文書プログラム、および後継のDOS文書プログラムは、かつて日本IBMが販売していたパーソナルコンピュータ向けのワープロソフト。マルチステーション5550で直接動作するものが「文書プログラム」、PC DOSから起動するものが「DOS文書プログラム」である。
概要
文書プログラムは、日本IBMが英文ワードプロセッサのIBM Displaywriter System(英語版)を日本市場向けに作り直したワープロソフトであり[1]、1983年にマルチステーション5550と同時に登場した。

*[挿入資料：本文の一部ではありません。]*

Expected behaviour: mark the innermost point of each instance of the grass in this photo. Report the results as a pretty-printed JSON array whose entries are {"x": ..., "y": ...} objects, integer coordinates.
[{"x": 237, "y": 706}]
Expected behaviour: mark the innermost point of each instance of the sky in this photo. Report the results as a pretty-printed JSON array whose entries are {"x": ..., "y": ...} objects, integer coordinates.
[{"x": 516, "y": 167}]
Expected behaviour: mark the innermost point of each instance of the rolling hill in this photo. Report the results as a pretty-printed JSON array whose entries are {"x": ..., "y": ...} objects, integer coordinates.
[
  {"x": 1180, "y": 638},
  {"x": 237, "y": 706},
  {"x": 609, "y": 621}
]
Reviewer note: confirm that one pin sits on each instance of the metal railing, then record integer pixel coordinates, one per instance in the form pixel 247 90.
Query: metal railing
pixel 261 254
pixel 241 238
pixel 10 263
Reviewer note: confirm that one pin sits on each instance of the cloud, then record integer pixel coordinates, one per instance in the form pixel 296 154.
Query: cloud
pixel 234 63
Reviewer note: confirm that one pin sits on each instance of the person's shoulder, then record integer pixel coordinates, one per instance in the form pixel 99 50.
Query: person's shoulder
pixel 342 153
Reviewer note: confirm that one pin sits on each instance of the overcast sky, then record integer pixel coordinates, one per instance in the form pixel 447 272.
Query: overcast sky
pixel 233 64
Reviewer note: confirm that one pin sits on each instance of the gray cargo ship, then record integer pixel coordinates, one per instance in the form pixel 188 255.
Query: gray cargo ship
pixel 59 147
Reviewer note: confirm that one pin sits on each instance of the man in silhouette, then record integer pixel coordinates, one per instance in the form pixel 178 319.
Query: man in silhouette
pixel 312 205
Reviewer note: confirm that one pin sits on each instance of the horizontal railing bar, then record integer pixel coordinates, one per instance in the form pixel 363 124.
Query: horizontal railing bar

マルチステーション5550は複数のキーボードが用意され、ワープロ用途に特化した「1型鍵盤」は当時のワープロ専用機のような多数のキー(罫線、網掛けなど)があり、それを文書プログラムで使用できた。
文書プログラムは大別して以下の種類があり、ソフトウェアの互換性は無いが、データの読み込みはできた。
- 文書プログラム - マルチステーション5550用。別途OSを必要とせず、当プログラムがシステムとして起動する
- DOS文書プログラム(漢字DOS用) - マルチステーション5550用、日本語DOS K2.xまたはK3.xから起動する
- DOS文書プログラム(JDOS用) - PS/55のJDOS(IBM DOS J4.0、IBM DOS J5.0)用
- DOS文書プログラム(DOS/V用) - PS/55のDOS/V(IBM DOS J4.0/V、IBM DOS J5.0/V)用
文書プログラムは、DOSなどのOSから起動するのではなく、専用のディスケットまたはハードディスクに専用のパーティションを作成してそこから起動(ブート)して使用する。文字コードもDOS標準のコードページ932ではなくEBCDICとIBM漢字コードを使用していた[2]。
後継のDOS文書プログラムは、DOSアプリケーションとなったが、サポートされるかな漢字変換ソフト(いわゆるFEP)は、日本IBMの単漢字変換または連文節変換のみであった。また一部のバージョンでは不法コピー防止用のプロテクトキーが存在した。データフォーマットは独自のバイナリー形式である。
DOS文書プログラムは、JDOS用・DOS/V用ともに、OS/2日本語版のDOS互換環境(MVDM)でも稼働がサポートされた。またDOS/V用はIBM純正機でなくともPC/AT互換機でも稼働できた。
DOS文書プログラムはMicrosoft WindowsなどのGUI環境の普及により、1997年に販売を終了した[3]。後継には織姫Liteが開発・発売され、DOS文書プログラムの文書データを読む事ができた。
関連項目
脚注
- ^ 鈴木智彦『IBM 5550 活用法』オーム社、1984年9月25日、8-12頁。
- ^ 平野正信「インダストリ:出そろった多機能、複合パソコン」『日経コンピュータ』、日経マグロウヒル、1983年5月30日、49-65頁、ISSN 0285-4619。
- ^ “グループウェア関連ソフトウェア営業活動終了の発表”. 日本IBM (1997年9月24日). 2019年5月4日閲覧。